Rather than trot out the old “Oops” excuse that Char-Meck has used in the past when they’ve killed people’s Pitbulls, they went with a new approach on this one:
Mark Balestra, the director of Animal Care and Control, told Eyewitness News that Gibson is to blame because he never got a microchip for his dog. He said that’s a responsibility of dog owners and makes it much easier to find dogs.
Balestra also said a picture of Diesel was on the website since Feb. 2 and that if Gibson pointed out pictures that could have been Diesel to employees, they would have looked into each one.
Wow. How do ya like them apples?
And, for the final zing!:
[CMPD-ACC] also say that right now, they have no record of Gibson showing up to look for the dog.
Thanks Valerie and Lisa for the links on this story.
January 31, 2011
An Examiner article looks at the recent case of 13 Pitbulls that were surrendered by the owner to Charlotte-Mecklenburg AC & C and immediately killed. The author mentions the popularity of Pitbulls as pets in Charlotte and the lack of options for those rescued:
Sadly, many of the dogs that are rescued do not find their way into homes because most dog-owning homes in the area already have a Pit bull.

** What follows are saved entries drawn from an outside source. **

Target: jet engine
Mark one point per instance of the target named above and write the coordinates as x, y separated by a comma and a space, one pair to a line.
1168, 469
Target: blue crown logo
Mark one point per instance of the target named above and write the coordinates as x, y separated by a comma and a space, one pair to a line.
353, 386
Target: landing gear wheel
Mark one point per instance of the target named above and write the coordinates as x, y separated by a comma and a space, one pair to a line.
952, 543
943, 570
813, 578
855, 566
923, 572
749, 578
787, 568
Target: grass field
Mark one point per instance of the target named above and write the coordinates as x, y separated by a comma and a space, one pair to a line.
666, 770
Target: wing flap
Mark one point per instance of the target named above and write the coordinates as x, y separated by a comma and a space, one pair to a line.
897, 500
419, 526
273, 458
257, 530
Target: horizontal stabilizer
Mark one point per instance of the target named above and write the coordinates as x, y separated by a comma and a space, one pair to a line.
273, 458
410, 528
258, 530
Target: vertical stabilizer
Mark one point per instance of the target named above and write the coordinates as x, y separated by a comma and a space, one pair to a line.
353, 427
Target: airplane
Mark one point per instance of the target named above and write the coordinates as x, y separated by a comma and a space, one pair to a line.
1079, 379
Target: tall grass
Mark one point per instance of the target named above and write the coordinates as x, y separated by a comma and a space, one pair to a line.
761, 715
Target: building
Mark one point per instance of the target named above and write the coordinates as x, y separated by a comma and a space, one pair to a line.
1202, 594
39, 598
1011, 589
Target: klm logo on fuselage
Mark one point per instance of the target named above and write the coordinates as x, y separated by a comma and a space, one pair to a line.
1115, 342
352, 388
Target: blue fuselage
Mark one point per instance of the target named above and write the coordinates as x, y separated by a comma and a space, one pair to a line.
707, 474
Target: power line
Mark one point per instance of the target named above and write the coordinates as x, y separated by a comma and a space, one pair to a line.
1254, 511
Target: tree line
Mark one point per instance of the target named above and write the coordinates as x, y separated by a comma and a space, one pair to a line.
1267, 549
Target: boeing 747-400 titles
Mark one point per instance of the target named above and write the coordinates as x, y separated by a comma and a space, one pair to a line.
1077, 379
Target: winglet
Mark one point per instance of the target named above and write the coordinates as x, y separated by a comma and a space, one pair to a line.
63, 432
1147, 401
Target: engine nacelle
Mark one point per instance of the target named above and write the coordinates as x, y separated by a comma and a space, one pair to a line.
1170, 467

Wait, what? While there certainly are myriad challenges facing rescued Pitbulls in the Charlotte area, to my knowledge, this isn’t one of them. The main challenge comes from the county policy prohibiting the adoption of Pitbulls from Char-Meck AC & C. Strays of any breed, including Pitbulls, must be held at the shelter for 3 days which makes it necessary to vaccinate all Pitbulls on intake, even though most will be killed. Taxpayers spend about $12,000 a year on vaccinations for Pitbulls who end up in the wheelbarrow of the kill room at CMPD-ACC. In addition, the shelter further devalues the breed in the public’s eyes through oops-killings followed by the promise of a thorough investigation, followed by tumbleweeds and coyote howls.
Then there is the issue of rescue:
A very small percentage of pit bulls are spared whenever there’s room for them with an approved rescue group, which can screen applicants more thoroughly.
But Rhonda Thomas, who runs Project Halo, said it’s not easy.
“I love the breed, but finding a good home for a pit bull has always been a challenge for us,” she said.
That’s the nature of rescue – handling the challenge of finding the right home for your pets, regardless of breed.
She said many people who want to adopt pit bulls aren’t the type who should adopt them.
Oh. Uh-oh. My Potential Pisser Ahead light is flashing.
“In the 12 years I’ve been doing this, I’ve placed two.”
Aw, crud. So I guess the right “type” of Pitbull adopter only comes along once every 6 years or so. Or maybe it’s just that every dog owner in Charlotte already has a Pitbull. I can’t keep track.
At any rate, even if advocates convinced the county to change its policy on banning Pitbull adoptions from the shelter, many of the dogs would end up in the wheelbarrow anyway since Char-Meck kills more pets than it saves. And though I hope the rescue rep quoted above is not typical, I think it is generally true that we need more education and outreach to help “iffy” adopters cross over into “good” adopters. And as always, less judgment, more understanding. Most pet owners want to do right by their pets and even if they do things differently than you or I, are still deserving of adopting a pet. Rescues and shelters who maintain ridiculously high standards simply drive adopters to other sources for pets and sour the possibility of future adoptions.
Since we know the status quo is a fail, let’s think in terms of change. What changes would have the greatest positive impact on Pitbulls in the Charlotte area?